Il documento non è affatto piaciuto a Belgrado: il presidente serbo Boris Tadic, in un secco commento, ha dichiarato che la risoluzione "aumenta le tensioni senza alcuna ragione". E intervenendo al summit del Processo di cooperazione del Sud Est Europa che ha riunito lo stesso giorno ad Istanbul i capi di stato di 13 paesi dell'area, ha invitato l'UE ha dire "chiaramente e senza scuse se è pronta ad accogliere nella sua ala l'intera regione [dei Balcani occidentali] e a contribuire concretamente al raggiungimento di questo obiettivo". Dopo il vertice UE-Balcani occidentali svoltosi il 2 giugno a Sarajevo, in cui Bruxelles ha ribadito che il futuro della regione è nell'UE "la Serbia si aspetta ora [...] che quel messaggio venga tradotto in azione", ha dichiarato Tadic nel suo intervento.
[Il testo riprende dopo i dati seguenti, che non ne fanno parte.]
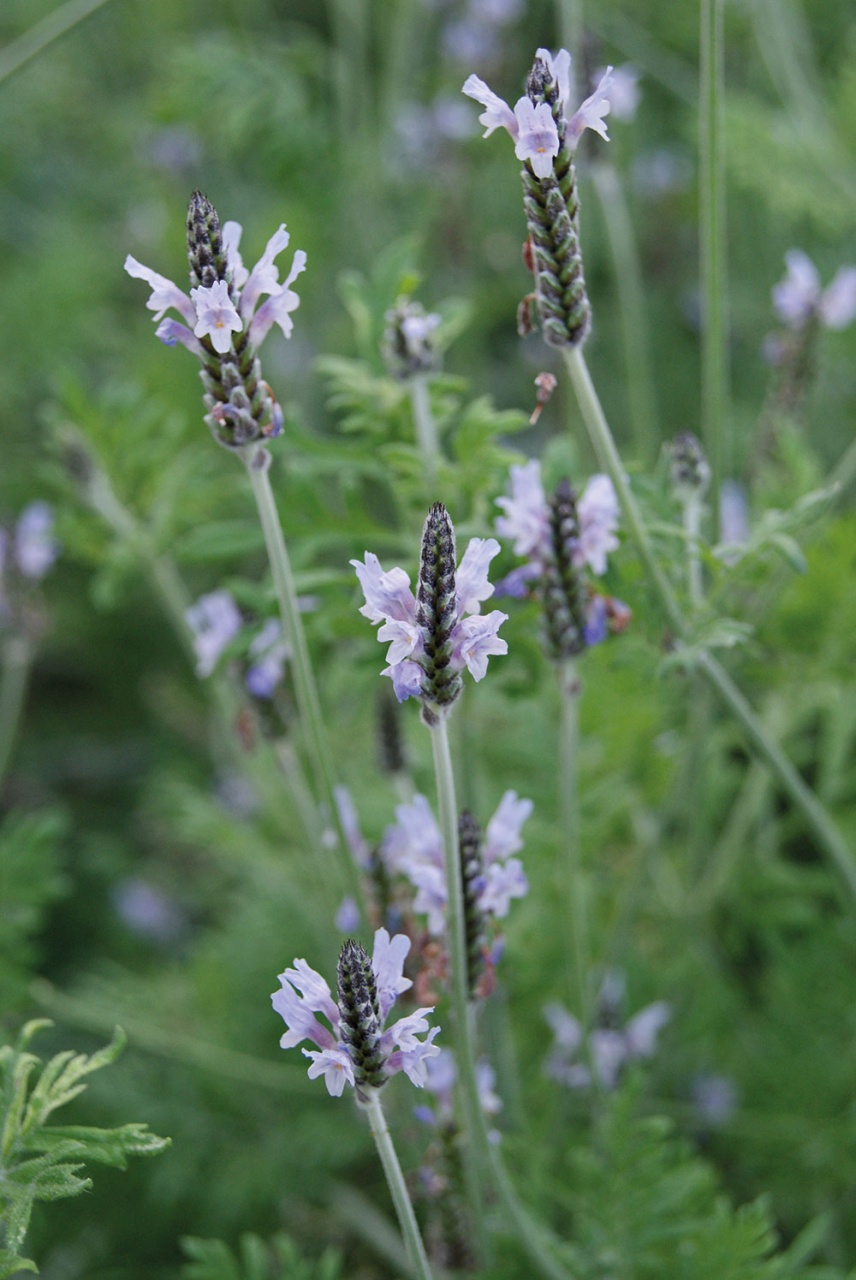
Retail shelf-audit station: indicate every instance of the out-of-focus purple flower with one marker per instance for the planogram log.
(623, 92)
(305, 996)
(799, 297)
(608, 1047)
(147, 910)
(214, 620)
(268, 654)
(347, 918)
(413, 848)
(35, 548)
(472, 639)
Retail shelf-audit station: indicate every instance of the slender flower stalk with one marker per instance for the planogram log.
(712, 237)
(374, 1111)
(819, 822)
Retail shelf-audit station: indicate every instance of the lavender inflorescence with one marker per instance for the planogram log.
(552, 209)
(436, 612)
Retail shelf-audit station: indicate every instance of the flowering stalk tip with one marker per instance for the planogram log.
(224, 321)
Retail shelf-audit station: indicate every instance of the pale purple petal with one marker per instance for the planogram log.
(476, 640)
(278, 309)
(35, 548)
(796, 297)
(406, 639)
(173, 330)
(591, 113)
(334, 1065)
(645, 1027)
(598, 511)
(214, 621)
(498, 114)
(215, 315)
(503, 883)
(413, 837)
(269, 652)
(413, 1063)
(503, 833)
(538, 140)
(388, 963)
(526, 513)
(471, 577)
(164, 293)
(388, 595)
(232, 233)
(838, 300)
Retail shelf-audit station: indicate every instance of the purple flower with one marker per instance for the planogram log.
(390, 602)
(413, 848)
(305, 996)
(799, 297)
(609, 1047)
(214, 620)
(532, 126)
(35, 548)
(268, 654)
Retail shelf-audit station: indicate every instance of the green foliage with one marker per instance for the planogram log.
(44, 1162)
(257, 1260)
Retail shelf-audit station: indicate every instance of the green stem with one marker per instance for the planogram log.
(19, 51)
(370, 1104)
(257, 461)
(485, 1153)
(824, 831)
(17, 662)
(634, 312)
(570, 809)
(425, 426)
(712, 237)
(692, 510)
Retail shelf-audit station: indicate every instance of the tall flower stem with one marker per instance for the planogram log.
(371, 1105)
(631, 298)
(17, 662)
(425, 426)
(485, 1155)
(257, 461)
(570, 812)
(712, 236)
(825, 833)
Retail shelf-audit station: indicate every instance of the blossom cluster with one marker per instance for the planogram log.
(538, 138)
(305, 996)
(608, 1047)
(413, 848)
(215, 621)
(799, 298)
(472, 636)
(219, 310)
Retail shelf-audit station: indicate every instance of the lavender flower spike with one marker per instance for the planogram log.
(223, 321)
(352, 1045)
(438, 632)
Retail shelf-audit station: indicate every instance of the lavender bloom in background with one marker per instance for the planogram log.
(413, 848)
(305, 993)
(214, 620)
(797, 300)
(268, 654)
(609, 1048)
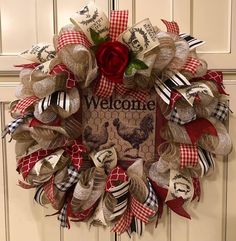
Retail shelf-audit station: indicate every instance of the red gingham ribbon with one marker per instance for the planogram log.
(172, 27)
(191, 65)
(117, 174)
(136, 209)
(217, 77)
(25, 185)
(118, 23)
(104, 87)
(49, 191)
(28, 66)
(25, 164)
(140, 211)
(188, 155)
(70, 82)
(23, 104)
(72, 37)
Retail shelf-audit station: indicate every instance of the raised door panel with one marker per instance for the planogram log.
(22, 219)
(231, 168)
(23, 23)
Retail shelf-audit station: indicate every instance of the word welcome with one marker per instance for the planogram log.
(118, 104)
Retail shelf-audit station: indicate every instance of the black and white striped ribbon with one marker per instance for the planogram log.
(13, 125)
(151, 200)
(164, 89)
(62, 217)
(137, 226)
(121, 194)
(59, 98)
(193, 42)
(71, 179)
(206, 160)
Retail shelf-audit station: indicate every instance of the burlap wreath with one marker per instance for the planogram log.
(72, 166)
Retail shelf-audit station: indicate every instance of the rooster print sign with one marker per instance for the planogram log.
(127, 124)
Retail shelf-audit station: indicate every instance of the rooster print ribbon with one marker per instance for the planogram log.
(92, 18)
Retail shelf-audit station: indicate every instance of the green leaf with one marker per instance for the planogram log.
(136, 64)
(96, 37)
(139, 64)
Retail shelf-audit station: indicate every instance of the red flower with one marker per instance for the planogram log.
(112, 59)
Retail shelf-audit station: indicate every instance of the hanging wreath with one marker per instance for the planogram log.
(114, 122)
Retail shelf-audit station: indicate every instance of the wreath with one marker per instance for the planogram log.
(114, 122)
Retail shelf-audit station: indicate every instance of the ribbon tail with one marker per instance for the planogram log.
(176, 205)
(104, 87)
(139, 94)
(124, 222)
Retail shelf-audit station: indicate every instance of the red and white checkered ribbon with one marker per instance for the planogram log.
(49, 191)
(104, 87)
(136, 209)
(25, 164)
(60, 68)
(172, 27)
(25, 103)
(191, 65)
(72, 37)
(116, 174)
(188, 155)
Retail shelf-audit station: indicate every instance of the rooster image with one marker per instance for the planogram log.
(135, 135)
(95, 140)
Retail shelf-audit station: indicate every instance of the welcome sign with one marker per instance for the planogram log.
(125, 123)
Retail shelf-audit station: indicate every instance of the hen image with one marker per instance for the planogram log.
(95, 140)
(135, 135)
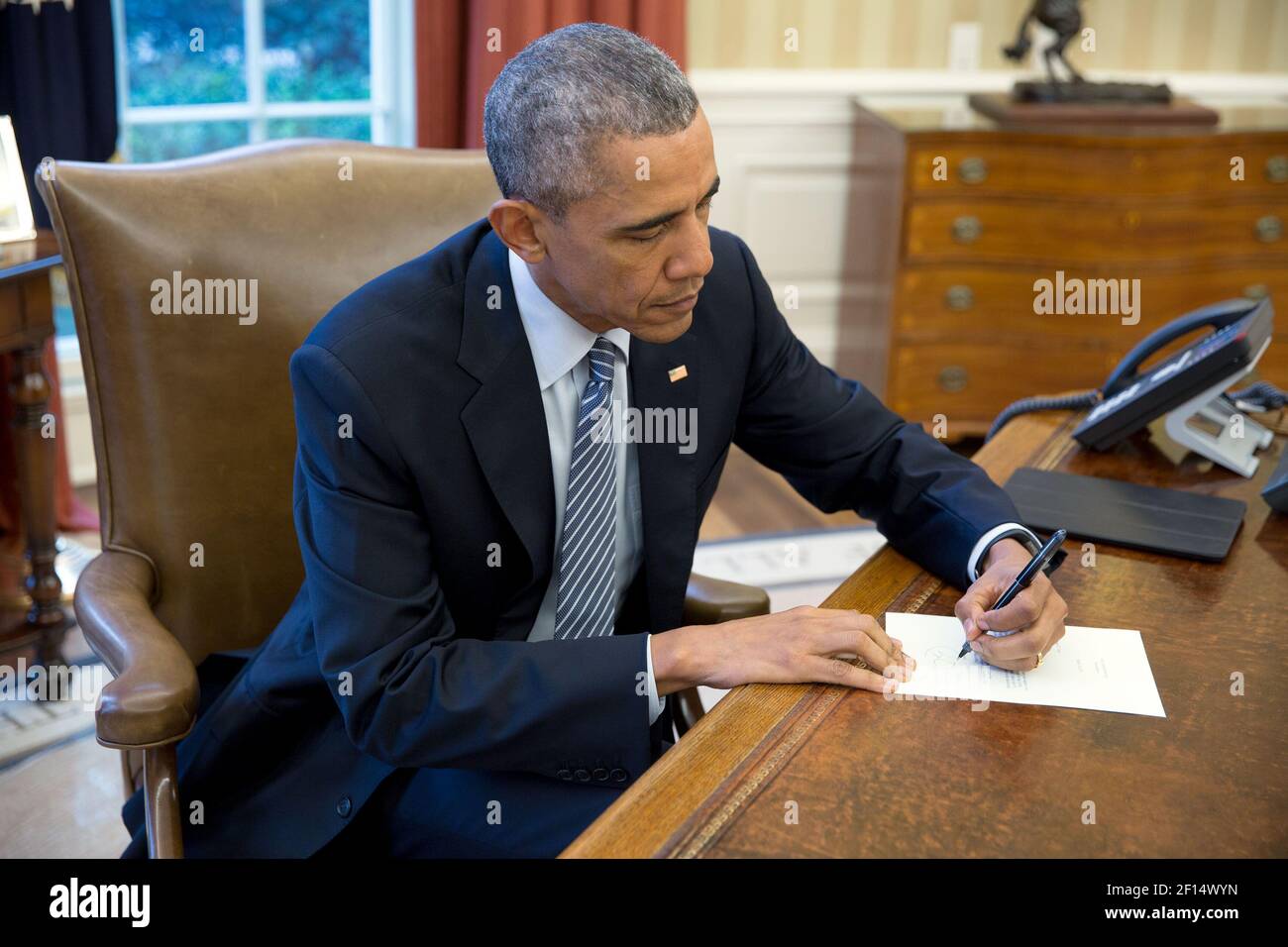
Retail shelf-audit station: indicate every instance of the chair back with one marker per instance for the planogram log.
(192, 282)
"L'indipendenza dichiarata unilateralmente è solo un altro tentativo di imporre una soluzione unilaterale e un simile risultato è insostenibile" ha dichiarato il presidente serbo ribadendo che Belgrado "non riconoscerà mai e in nessun caso, né esplicitamente, né implicitamente l'indipendenza autoproclamata del Kosovo". La Serbia ha ottenuto di recente l'avvio del processo di ratifica da parte dei 27 Paesi UE dell'Accordo di Stabilizzazione e Associazione, il primo passo formale per l'adesione, siglata mell'aprile 2008 ma da allora rimasta congelata a causa delle resistenze dell'Olanda che lamenta la insufficiente collaborazione delle autorità serbe con il Tribunale internazionale per l'ex Jugoslavia. La questione è l'avvio, da parte della Commissione Europea, della procedura per l'attribuzione alla Serbia dello status di Paese candidato all'adesione all'UE. E' in tale quadro che si discute se imporre o no alla Serbia il riconoscimento del Kosovo come condizione per l'adesione.
Lo stesso giorno della risoluzione approvata dalla Commissione Esteri del PE, l'Assemblea parlamentare del Consiglio d'Europa (organismo diverso e indipendente dall'UE che comprende 47 stati europei, 33 dei quali hanno riconosciuto l'indipendenza di Pristina) ha approvato una risoluzione in cui si afferma la necessità "di stabilire contatti operativi con le autorità del Kosovo al fine di rafforzare il suo ruolo nella provincia, pur mantenendo il suo status neutrale" circa l'indipendenza. "Nonostante le divisione sulla questione Kosovo" il documento raccomanda che gli Stati membri del Consiglio d'Europa "dovrebbero essere uniti nel sostenere un maggiore coinvolgimento dell'Organizzazione in Kosovo, nel bene di tutti i cittadini che vi vivono". Inoltre invita Belgrado e Pristina di adottare un "approccio flessibile per facilitare la partecipazione dei loro rappresentanti ai meetings internazionali, indipendentemente dalla questione dello status".
Intanto, mentre si torna a parlare di possibile partizione del Kosovo, un'ipotesi che nessuno sostiene ufficialmente ma che periodicamente compare all'orizzonte, si apprende che i negoziati sullo status del Kosovo tra Belgrado e Pristina potrebbero iniziare in settembre immediatamente dopo la decisione della Corte internazionale di giustizia dell'ONU, attesa per il 22 luglio, chiamata a decidere sulla legittimità della proclamazione di indipendenza alla luce del diritto internazionale. Questo almeno è quanto ha scritto il quotidiano serbo Blic sulla base di non meglio indicate "fonti ben informate". Il pronunciamento della Corte, chiesto e ottenuto dalla Serbia dopo una battaglia diplomatica all'ONU, ha solo valore consultivo, ma avrà un grande peso politico e diplomatico. Non a caso Ramush Haradinaj, leader dell'Alleanza democratica del Kosovo (ex premier ed ex imputato al Tribunale internazionale) ha invitato le forze politiche kosovare a elaborare una piattaforma comune in vista di possibili nuovi colloqui con Belgrado.